I read that book 25 years ago and that concept of the ‘we of me’ made such an impression. Carson McCullers is so underrated. The Heart is a Lonely Hunter is just haunting.

AnneElliott · 22/02/2019 22:28

Blomptitude beat me to my favourite quote!

My second favourite is "It is a truth universally acknowledged, that a single man of large fortune must be in want of a wife".

Also noted the end to a Tale of two Cities by a pp. I cried for ages after finishing that book.

Myusernameismud · 22/02/2019 22:32

Now at last they were beginning Chapter One of the Great Story which no one on earth has read, which goes on for ever, in which every chapter is better than the one before.

The Last Battle-CS Lewis

Myusernameismud · 22/02/2019 22:33

I'm sure it's punctuated better than that, but I'm tired Confused

EwItsAHooman · 22/02/2019 22:45

The quote I posted is from The Poisonwood Bible.

Footlooseandfancyfree · 22/02/2019 22:45

You have done well, little Snowflake. Come home to me now - Paul Gallico

This reminds me of my childhood, and never fails to make me feel emotional!

CaveMum · 22/02/2019 22:54

Douglas Adams - Hitchhikers Guide to the Galaxy:

“It is a well known fact that those people who most want to rule people are, ipso facto, those least suited to do it. To summarize the summary: anyone who is capable of getting themselves made President should on no account be allowed to do the job.”

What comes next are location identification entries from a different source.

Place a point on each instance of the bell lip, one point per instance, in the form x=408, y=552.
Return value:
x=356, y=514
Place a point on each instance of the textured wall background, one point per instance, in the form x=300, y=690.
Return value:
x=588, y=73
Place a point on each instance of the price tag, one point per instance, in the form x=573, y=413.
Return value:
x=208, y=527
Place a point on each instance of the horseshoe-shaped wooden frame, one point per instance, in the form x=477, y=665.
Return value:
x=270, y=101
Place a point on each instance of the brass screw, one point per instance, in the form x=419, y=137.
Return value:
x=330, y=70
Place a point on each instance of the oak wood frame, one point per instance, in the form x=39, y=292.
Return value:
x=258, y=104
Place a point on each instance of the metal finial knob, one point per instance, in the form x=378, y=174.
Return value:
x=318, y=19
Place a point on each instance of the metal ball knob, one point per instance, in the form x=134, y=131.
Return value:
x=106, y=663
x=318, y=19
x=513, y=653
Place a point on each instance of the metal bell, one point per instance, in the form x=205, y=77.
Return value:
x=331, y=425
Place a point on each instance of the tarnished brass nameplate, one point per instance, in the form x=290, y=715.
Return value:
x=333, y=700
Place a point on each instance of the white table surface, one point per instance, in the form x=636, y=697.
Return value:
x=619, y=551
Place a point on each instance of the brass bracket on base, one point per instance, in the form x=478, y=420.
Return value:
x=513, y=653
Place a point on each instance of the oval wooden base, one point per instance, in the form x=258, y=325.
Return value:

Very appropriate for current times.

CaveMum · 22/02/2019 22:56

In fact, pretty much every quote listed here: bookriot.com/2012/05/25/the-42-best-lines-from-douglas-adams-the-hitchhikers-guide-to-the-galaxy-series/

crosser62 · 22/02/2019 22:56

But he died anyway...
Frank mccourt Angela’s Ashes.

Took my breath away turning the page seeing that. Then I cried and thought I would never stop.

Livpool · 22/02/2019 23:00

“We’ll be friends forever, won’t we, Pooh?” asked Piglet. “Even longer,” Pooh answered.”

My DS loves it too

Clawdy · 22/02/2019 23:01

"We would have been safe." Heart-breaking last line of Extremely Loud And Incredibly Close.

Livpool · 22/02/2019 23:02

"People generally see what they look for and hear what they listen for."

And this from To Kill a Mockingbird

BrizzleMint · 22/02/2019 23:09

This is a lovely thread but also a very sad one. I appear to have a speck of dust in my eye.